Thursday 7 July 2011

Problem on divisibility and GCD

1) For x,y,z are positive integer, $\frac{1}{x}+\frac{1}{y}=\frac{1}{z}$, $(x,y,z)=1$, show that x+y, x-z and y-z are perfect squares.
There are quite a lot of methods to proof a number involved in a equation as a perfect square, we will finish this one by the factorization method introduced last time.
Recall that $(k_{x},k_{y},k_{z})=(k_{xy},k_{xz},k_{yz})=1$
Since $(x,y,z)=1$, $k_{xyz}=1$.
Consider $x+y=\frac{xy}{z}=\frac{k_{x}k_{y}}{k_{z}}(k_{xy})^2$, what we are going to proof is that $\frac{k_{x}k_{y}}{k_{z}}=n^2$, but of course it's good if it is 1, so we will proof that $k_{x}=k_{y}=k_{z}=1$ by showing that $\prod k_{xy}$ is equal to x,y or z.
When $\frac{xy}{z}$ is an integer, we say all factors of z has been used up by x and y, then $k_{xz}k_{yz}=z$, then obviously $k_{z}=1$. Similarly (Q1) we can show similar case for x and y. Then $x+y=k_{xy}^2$ and the proof is done. The proof for (x-z) and (y-z) is left for readers.

A famous solution on IMO 1988 Q6, where a,b are positive integers and $\frac{a^2+b^2}{ab+1}=k$is a integer, then it's a perfect square. The following infinite descent method is done by a contestant who won a special prize that year.
Assume k is not perfect square, then k>2. Since the expression is symmetrical we WLOG assume $x\geq y$, but for x=y, k<2 and the assumption can't stand, therefore a > b.
Consider the minimal pair of a+b. Consider the following equation $x^2-kbx+b^2-k=0$, by the given information a is one of the root. Let a' be another root. By Viete's theorem, $a+a'=kb$, $aa'=b^2-k$, then a' is an integer. Note that a' is also a set of solution that $\frac{a^2+b^2}{ab+1}=k$.
By $k(1+a'b)=a'^2+b^2>0$, b>1, then we have a'>0.
Also, $a'=\frac{b^2-k}{a}<\frac{b^2}{a}<a$, a'+b is smaller than a+b, contradicts the assmption that a+b is the minimal solution. Then k must a perfect square.

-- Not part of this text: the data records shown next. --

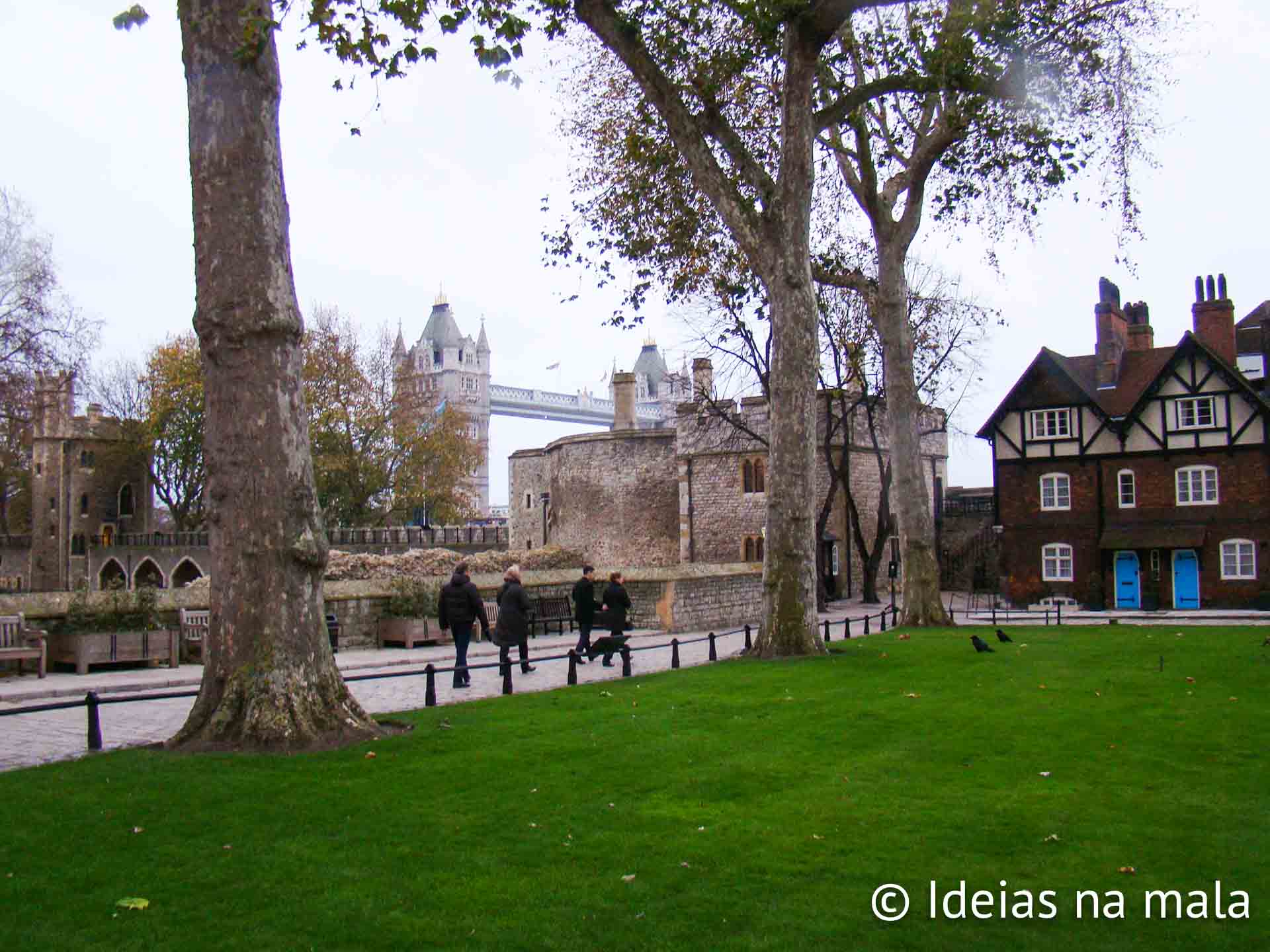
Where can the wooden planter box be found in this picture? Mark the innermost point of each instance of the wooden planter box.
(409, 633)
(103, 648)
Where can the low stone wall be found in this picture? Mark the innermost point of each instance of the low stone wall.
(671, 598)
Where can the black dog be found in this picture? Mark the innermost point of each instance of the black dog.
(607, 647)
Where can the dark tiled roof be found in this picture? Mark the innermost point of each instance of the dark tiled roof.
(1254, 319)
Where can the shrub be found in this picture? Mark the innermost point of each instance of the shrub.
(412, 598)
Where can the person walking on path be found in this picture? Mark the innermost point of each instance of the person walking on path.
(618, 603)
(585, 610)
(513, 621)
(458, 610)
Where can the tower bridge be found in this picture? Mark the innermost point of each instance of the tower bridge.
(458, 368)
(564, 408)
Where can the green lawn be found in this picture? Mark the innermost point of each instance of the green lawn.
(759, 805)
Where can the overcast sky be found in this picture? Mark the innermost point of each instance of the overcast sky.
(444, 188)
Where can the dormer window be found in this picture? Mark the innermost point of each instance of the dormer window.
(1195, 413)
(1050, 424)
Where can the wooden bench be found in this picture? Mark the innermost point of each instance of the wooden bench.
(491, 615)
(18, 643)
(552, 610)
(193, 633)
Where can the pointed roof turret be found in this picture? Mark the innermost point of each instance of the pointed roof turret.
(399, 344)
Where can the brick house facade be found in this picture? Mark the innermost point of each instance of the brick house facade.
(1140, 471)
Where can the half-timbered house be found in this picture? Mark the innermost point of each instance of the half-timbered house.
(1141, 473)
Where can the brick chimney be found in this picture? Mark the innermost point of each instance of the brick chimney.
(1213, 315)
(624, 401)
(1141, 334)
(1113, 334)
(702, 379)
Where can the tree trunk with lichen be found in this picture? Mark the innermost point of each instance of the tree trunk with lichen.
(270, 681)
(789, 564)
(908, 489)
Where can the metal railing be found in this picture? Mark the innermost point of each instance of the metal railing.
(93, 701)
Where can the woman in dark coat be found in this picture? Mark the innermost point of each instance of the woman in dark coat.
(618, 603)
(513, 619)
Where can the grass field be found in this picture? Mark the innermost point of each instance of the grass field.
(757, 805)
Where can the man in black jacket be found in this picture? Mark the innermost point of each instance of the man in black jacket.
(585, 610)
(459, 607)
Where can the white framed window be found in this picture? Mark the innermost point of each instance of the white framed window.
(1197, 485)
(1056, 563)
(1238, 559)
(1050, 424)
(1056, 492)
(1127, 489)
(1195, 413)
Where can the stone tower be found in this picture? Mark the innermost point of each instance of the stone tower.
(85, 484)
(456, 368)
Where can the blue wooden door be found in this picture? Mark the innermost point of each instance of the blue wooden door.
(1185, 579)
(1127, 590)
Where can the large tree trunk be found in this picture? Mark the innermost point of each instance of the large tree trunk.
(908, 487)
(789, 567)
(270, 681)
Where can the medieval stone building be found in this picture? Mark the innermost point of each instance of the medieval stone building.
(87, 485)
(691, 492)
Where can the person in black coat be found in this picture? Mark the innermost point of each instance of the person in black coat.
(458, 610)
(585, 610)
(513, 621)
(618, 603)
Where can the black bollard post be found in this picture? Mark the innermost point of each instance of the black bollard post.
(95, 723)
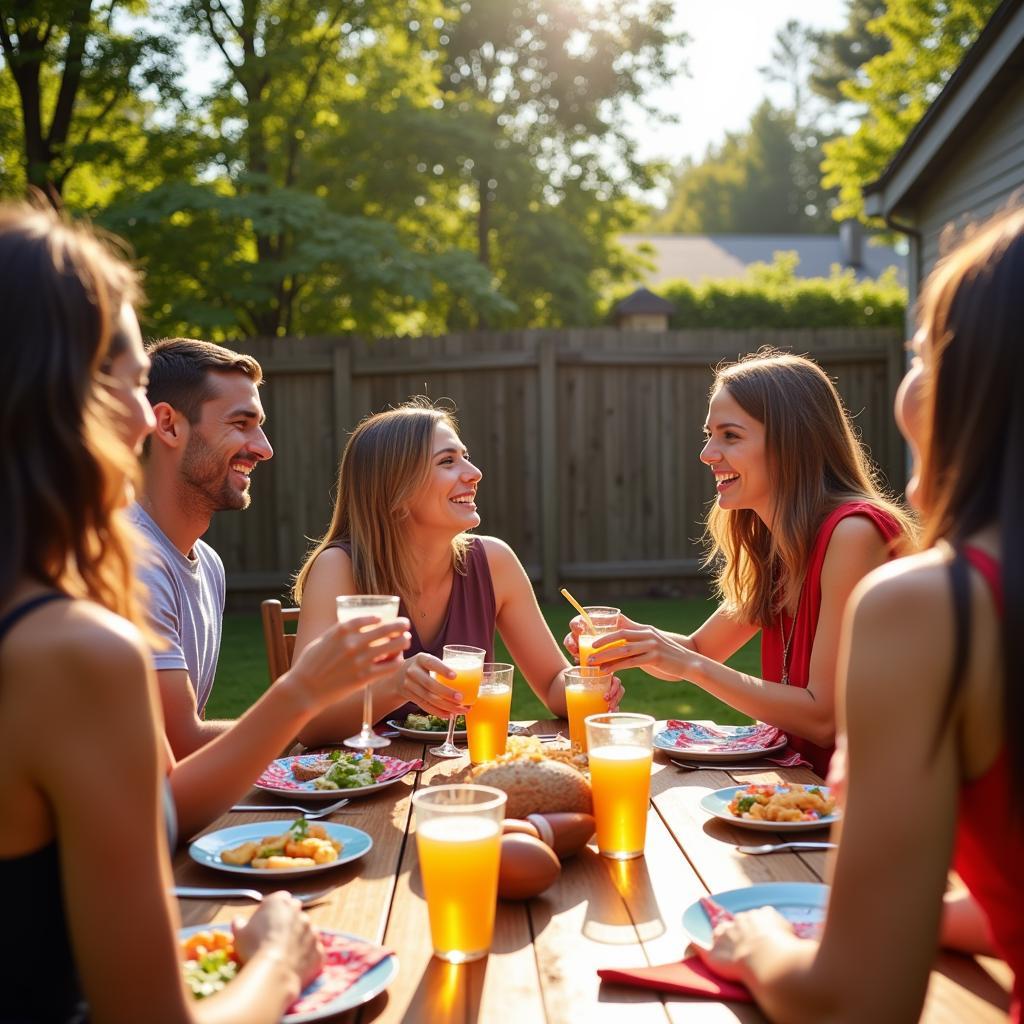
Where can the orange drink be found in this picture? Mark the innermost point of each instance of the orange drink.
(487, 720)
(467, 663)
(587, 644)
(620, 776)
(585, 689)
(458, 837)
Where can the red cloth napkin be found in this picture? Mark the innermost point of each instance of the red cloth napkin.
(688, 977)
(345, 961)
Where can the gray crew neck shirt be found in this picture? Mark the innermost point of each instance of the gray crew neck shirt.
(185, 603)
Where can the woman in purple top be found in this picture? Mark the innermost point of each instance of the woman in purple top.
(406, 501)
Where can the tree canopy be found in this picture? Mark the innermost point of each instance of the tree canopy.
(382, 168)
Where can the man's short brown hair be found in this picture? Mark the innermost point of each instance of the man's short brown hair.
(180, 368)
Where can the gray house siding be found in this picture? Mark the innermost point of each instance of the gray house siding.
(981, 178)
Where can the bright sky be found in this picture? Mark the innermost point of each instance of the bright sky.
(729, 40)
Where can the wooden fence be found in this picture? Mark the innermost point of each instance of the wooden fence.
(588, 440)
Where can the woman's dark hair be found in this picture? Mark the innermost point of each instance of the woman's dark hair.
(62, 468)
(972, 467)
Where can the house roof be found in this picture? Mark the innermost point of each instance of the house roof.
(695, 257)
(643, 301)
(995, 59)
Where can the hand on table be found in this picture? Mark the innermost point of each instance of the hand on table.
(734, 942)
(280, 928)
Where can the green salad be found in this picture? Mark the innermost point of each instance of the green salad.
(350, 771)
(431, 723)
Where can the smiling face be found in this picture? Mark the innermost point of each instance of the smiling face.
(445, 501)
(734, 451)
(128, 375)
(225, 443)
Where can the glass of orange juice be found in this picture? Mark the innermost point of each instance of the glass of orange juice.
(458, 838)
(468, 665)
(487, 720)
(604, 620)
(620, 776)
(585, 689)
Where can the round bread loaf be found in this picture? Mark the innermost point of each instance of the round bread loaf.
(537, 786)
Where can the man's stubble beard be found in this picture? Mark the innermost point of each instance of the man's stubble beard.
(206, 479)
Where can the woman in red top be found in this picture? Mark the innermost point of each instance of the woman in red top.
(799, 521)
(936, 773)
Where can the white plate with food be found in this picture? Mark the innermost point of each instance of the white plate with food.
(209, 965)
(802, 903)
(330, 774)
(773, 807)
(714, 743)
(269, 849)
(427, 727)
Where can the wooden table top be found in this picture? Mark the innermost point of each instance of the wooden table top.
(598, 913)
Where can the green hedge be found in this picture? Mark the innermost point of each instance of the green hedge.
(772, 296)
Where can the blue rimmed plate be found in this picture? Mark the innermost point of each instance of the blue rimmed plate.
(207, 849)
(802, 903)
(717, 803)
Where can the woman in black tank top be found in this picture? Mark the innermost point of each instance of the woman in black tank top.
(90, 926)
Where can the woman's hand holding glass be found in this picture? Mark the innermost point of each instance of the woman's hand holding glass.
(420, 685)
(347, 655)
(634, 645)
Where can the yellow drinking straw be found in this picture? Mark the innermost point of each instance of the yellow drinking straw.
(576, 604)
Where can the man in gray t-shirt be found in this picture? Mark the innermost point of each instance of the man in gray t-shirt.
(209, 437)
(185, 604)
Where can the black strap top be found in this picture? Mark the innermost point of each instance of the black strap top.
(38, 986)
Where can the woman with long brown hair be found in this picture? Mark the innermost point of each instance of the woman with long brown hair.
(406, 502)
(799, 520)
(84, 865)
(938, 775)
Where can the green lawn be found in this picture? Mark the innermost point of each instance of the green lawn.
(242, 671)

Q1 Refer to the bolded line, proof that $k_{x}=k_{y}=1$.
Q2 We have only proofed x+y is a perfect square only so far. Finish the proof by using similar idea with Q1.
Q3 Find number of pairs of natrual number where a-b is a prime and ab is perfect square.
Q4 a,b,c are natrual numbers, a=20, b|c, find all triples (a,b,c) that a,b,c are in harmonic progression.
Q5 Find all natural number triples (a,b,c) that [a,b,c]=a+b+c.
Q6 Show for all integer n>11, $n^2-19n+89$ is not a perfect square.
Q7 Find all positive interger n such that $n^2+89n+2010$ is a perfect square.

Extra question:
The proof on IMO 1988 Q6 is based on the contradictory point between (1) a+b is minimal; (2) k is not a perfect square. [i.e. prove by contradictory since (1) => (2) => ~(1)]
Then, show that how the proof failed when k is a perfect square.